There are multiple ways to go about globally modifying the modules, and no, we are not enumerating through each process because that is ridiculous and can be done in user-mode. System modules/DLLs are loaded into the system and then the kernel maps them into each loaded process; they are not mapped by file. This is done through the use of shared section mapping. The modules are shared sections in the memory.

So, why doesn’t writing to one module make it persist the changes for every other process? The answer is copy-on-write protection which is implemented through the control registers, CR0, to be specific. The 16th bit of CR0 is the WP bit which employs this protection mechanism. A physical page is allocated, but for every write to an untouched page, a new virtual page is created which is the copied version. This prevents the changes from persisting to each process.

The following code can be used to disable write protection temporarily and then write to these code pages. This all has to be done on the same processor affinity

The following code can flip the WP bit on or off.
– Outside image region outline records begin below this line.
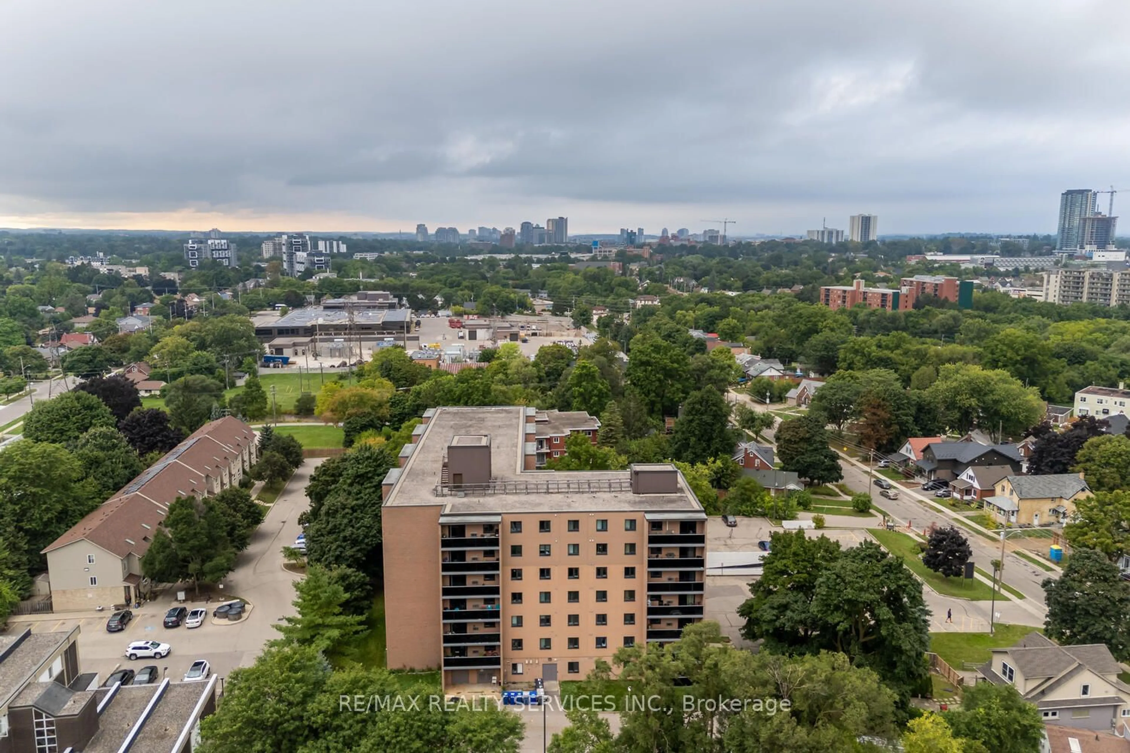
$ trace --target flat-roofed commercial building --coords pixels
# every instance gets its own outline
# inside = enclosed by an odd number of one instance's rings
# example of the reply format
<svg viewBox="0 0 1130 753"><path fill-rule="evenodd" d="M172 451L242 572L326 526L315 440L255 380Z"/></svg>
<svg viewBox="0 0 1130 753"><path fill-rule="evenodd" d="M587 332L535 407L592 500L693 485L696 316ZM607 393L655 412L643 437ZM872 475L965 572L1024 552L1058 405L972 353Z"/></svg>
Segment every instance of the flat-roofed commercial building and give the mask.
<svg viewBox="0 0 1130 753"><path fill-rule="evenodd" d="M669 464L538 471L537 410L440 408L383 483L390 668L584 677L703 618L706 515Z"/></svg>

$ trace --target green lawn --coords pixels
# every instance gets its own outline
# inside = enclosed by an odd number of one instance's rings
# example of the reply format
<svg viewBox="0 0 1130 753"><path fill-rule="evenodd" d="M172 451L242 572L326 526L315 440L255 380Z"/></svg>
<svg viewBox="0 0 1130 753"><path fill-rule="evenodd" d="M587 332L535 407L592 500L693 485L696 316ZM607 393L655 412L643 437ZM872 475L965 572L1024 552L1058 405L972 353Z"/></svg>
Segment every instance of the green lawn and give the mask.
<svg viewBox="0 0 1130 753"><path fill-rule="evenodd" d="M898 557L914 575L919 576L942 596L958 596L974 602L988 602L992 598L992 588L989 584L980 580L965 578L944 578L930 568L922 564L921 553L918 548L918 540L898 533L897 531L885 531L881 528L868 528L868 533L888 552ZM997 594L998 601L1007 602L1008 596Z"/></svg>
<svg viewBox="0 0 1130 753"><path fill-rule="evenodd" d="M930 650L942 658L955 669L964 668L966 662L984 664L991 656L992 648L1012 646L1032 631L1043 632L1041 628L1029 625L1008 625L998 623L996 632L932 632L930 633Z"/></svg>
<svg viewBox="0 0 1130 753"><path fill-rule="evenodd" d="M341 427L320 423L311 423L308 427L275 427L275 434L294 437L310 449L340 447L345 439L345 429Z"/></svg>

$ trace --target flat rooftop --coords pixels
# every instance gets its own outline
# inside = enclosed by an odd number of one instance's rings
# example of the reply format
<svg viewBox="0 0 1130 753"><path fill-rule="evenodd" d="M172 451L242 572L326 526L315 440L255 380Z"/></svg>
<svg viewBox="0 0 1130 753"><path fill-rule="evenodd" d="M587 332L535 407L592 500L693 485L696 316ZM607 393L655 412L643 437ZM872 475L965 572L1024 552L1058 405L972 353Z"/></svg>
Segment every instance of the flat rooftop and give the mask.
<svg viewBox="0 0 1130 753"><path fill-rule="evenodd" d="M385 507L438 506L444 515L532 511L694 511L702 506L678 474L678 491L634 494L631 471L525 471L525 412L522 405L437 408L408 462L399 471ZM489 437L494 488L487 492L435 493L444 454L457 437ZM532 445L532 443L531 443ZM532 454L532 447L531 447Z"/></svg>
void SetWriteProtection(BOOLEAN Protection){
    QWORD cr0 = __readcr0();
    switch (Protection) {
    case WP_OFF:
        if ((BOOLEAN)((cr0 >> 16) & 0x1) == WP_ON) {
            cr0 ^= 1ULL << 16;
            __writecr0(cr0);
        }
        break;
    case WP_ON:
        if ((BOOLEAN)((cr0 >> 16) & 0x1) == WP_OFF){
            cr0 ^= 1ULL << 16;
            __writecr0(cr0);
        }
        return;
    }
}

The other method we can use is to remap the sections to another location, which a POC is provided here.

PVOID GetNtDllMapping() {
    PVOID Address = NULL;
    HANDLE SectionHandle = NULL;
    OBJECT_ATTRIBUTES ObjectAttributes = { 0 };
    UNICODE_STRING ObjectName = RTL_CONSTANT_STRING(L"\\KnownDlls\\ntdll.dll");
    SIZE_T ViewSize = 0;
    NTSTATUS Status = STATUS_UNSUCCESSFUL;

    InitializeObjectAttributes(&ObjectAttributes, &ObjectName, NULL, NULL, NULL);

    if  (!NT_SUCCESS(Status = ZwOpenSection(&SectionHandle, SECTION_ALL_ACCESS, &ObjectAttributes))) {
        DbgPrint("Demeter: Unable to open Ntdll shared section\r\n");
        goto ExitPoint;
    }

    if (!NT_SUCCESS(Status = ZwMapViewOfSection(SectionHandle, ZwCurrentProcess(), &Address, 0, 0, NULL, ViewSize, ViewUnmap, NULL, PAGE_READWRITE))) {
        DbgPrint("Demeter: Unable to map view of NtDll shared section\r\n");
        goto ExitPoint;
    }

ExitPoint:
    if (SectionHandle != NULL)
        ZwClose(SectionHandle);

    return Address;
}

Registering a Callback

On the other side, kernel-mode, we need to have a kernel-module that registers a callback for bounds exceptions which is done using KeRegisterBoundCallback. The supplied callback will run in the context of the user-mode thread that initiated the exception. Through this, we can monitor the CPU state at the time the system service request was initiated and make changes if necessary.

Conclusion

System Calls Monitored

Now that a callback has been registered and the list of system call stubs has been completely rewritten so that a bound exception will be initiated before requesting a system service, we can check the type of system service being requested through the system call number / system service request number, we can check which process the request came from, which thread, etc…

KPP Circumvented

Through this, we avoided the detection of kernel patch protection because we did not touch any kernel data structures, yet we can now still monitor and modify system service requests in kernel-mode.

Other Ideas

There are other ways that this can probably be done using the same type of implementation, such as modifying KiUserExceptionDispatcher and changing syscall/sysenter and/or call edx to an interrupt - all three operations are 2-bytes wide. The exception dispatcher would see the exception and then feed the data to a kernel module. Afterwards, handle the exception and continue at the exception address.